Streaming World Cup games could be clogging up businesses

Video streaming at work is due to reach fever pitch as the FIFA World Cup 2014 dominates worldwide chatter. During the 2010 World Cup in South Africa, web browsing traffic increased by 35 per cent during match time, whilst YouTube traffic grew by 32 per cent on post-match mornings, and despite employers’ best efforts to maintain their employees’ focus, it’s likely that browsing history will repeat itself with this year’s tournament.

Whilst bosses across the country will be concerned about office productivity, their IT counterparts will have to struggle with the unusually high demands placed on the corporate network for the next five weeks. If the corporate network can’t stand up to the higher demands placed on it, business-critical applications such as email and video conferencing can stall, putting both business performance and the IT manager’s reputation at risk.
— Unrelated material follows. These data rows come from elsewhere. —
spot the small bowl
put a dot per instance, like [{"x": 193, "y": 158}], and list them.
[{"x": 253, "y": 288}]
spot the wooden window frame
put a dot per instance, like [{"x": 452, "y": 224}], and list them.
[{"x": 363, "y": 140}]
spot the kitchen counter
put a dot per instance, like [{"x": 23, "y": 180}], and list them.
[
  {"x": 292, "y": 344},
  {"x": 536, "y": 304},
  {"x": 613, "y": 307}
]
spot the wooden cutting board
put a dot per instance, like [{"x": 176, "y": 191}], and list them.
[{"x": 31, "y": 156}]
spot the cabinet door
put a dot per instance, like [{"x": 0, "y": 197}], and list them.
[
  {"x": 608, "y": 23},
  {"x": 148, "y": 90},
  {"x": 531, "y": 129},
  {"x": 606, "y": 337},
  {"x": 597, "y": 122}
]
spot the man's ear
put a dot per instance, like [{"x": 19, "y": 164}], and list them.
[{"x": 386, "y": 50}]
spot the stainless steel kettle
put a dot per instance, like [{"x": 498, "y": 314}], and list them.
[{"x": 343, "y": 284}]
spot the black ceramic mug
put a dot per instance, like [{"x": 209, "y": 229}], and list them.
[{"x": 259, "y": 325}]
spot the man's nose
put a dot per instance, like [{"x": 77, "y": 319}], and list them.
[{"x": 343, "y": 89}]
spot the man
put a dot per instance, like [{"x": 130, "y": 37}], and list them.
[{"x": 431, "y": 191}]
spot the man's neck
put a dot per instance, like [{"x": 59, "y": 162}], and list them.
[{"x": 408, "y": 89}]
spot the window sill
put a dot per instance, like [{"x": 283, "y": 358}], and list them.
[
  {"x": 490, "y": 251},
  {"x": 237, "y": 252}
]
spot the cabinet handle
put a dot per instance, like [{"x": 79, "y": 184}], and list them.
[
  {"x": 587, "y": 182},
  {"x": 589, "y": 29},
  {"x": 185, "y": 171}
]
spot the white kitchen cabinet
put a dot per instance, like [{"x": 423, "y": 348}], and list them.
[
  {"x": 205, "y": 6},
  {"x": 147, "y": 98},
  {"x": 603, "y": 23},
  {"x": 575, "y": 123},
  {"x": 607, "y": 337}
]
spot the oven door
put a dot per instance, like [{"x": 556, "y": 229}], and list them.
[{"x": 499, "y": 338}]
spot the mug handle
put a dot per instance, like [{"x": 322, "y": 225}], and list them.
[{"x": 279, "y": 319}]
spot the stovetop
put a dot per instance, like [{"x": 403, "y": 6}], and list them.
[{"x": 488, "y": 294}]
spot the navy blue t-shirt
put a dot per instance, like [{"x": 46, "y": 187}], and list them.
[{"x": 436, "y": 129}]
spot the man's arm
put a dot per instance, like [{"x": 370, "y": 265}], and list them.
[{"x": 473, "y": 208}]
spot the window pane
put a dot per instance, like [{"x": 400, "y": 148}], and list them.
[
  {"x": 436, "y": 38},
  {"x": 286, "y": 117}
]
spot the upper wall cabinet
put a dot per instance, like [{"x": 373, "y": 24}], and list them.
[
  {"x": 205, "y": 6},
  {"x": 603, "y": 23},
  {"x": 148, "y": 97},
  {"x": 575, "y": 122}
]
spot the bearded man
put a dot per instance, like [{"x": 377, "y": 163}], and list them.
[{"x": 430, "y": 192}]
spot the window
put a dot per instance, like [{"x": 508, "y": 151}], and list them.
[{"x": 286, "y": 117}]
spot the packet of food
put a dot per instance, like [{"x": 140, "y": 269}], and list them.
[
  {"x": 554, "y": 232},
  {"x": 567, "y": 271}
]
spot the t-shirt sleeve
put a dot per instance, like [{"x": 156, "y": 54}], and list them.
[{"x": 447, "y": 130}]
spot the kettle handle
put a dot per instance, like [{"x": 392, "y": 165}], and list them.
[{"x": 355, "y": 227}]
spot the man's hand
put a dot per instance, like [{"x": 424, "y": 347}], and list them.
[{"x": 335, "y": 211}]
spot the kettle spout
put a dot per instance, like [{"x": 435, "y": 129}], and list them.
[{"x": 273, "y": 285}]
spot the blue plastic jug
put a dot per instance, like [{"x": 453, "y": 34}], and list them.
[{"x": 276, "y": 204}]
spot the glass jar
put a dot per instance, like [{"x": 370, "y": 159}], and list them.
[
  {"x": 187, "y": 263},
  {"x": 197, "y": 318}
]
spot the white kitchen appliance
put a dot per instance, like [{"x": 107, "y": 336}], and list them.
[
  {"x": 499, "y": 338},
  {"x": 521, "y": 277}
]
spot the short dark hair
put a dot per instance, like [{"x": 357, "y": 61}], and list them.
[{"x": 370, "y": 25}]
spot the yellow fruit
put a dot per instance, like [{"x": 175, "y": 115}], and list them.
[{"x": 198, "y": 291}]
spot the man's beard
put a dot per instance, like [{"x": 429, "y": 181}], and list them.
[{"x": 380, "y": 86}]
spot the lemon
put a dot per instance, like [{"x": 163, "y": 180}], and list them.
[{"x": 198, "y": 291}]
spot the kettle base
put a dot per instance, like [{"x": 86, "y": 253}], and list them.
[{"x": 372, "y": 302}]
This year’s tournament holds an even greater threat to corporate networks than 2010’s, as the prevalence of tablets and smartphones in the workplace has risen dramatically. In 2010, IDC estimated that some 302.6 million smartphones and 18 million tablets were shipped worldwide. That figure is miniscule in comparison to the 2014 forecast, which predicts 1.2 billion smartphones and 270.5 million tablets will be shipped before the end of the year. With the rise of BYOD (bring your own device) and the nascent IoT (internet of things) IT managers now have the unenviable task of handling a situation where employees are connected to the network through multiple devices.

The most obvious solution to these network woes is to invest in more bandwidth, ensuring each application can run despite the added strain placed upon the network. However this is arguably unnecessary and costly investment. Why pay for the extra bandwidth day-in-day-out to cover this sort of intermittent network pressure?

A more prudent choice is to empower the IT manager to have full visibility over the network itself, allowing dynamic prioritisation of applications. If an IT manager is able to see where and why the network is lagging, a restriction on the bandwidth allocated to those processes deemed unnecessary for the running of the business (such as video streaming) ensures that those critical applications run smoothly and effectively at all times.

Whilst this may leave your IT manager as an unpopular presence amongst your company’s football fanatics, the peace of mind that your business’ vital applications will run efficiently, no matter what the situation, is key to the role of effective IT management.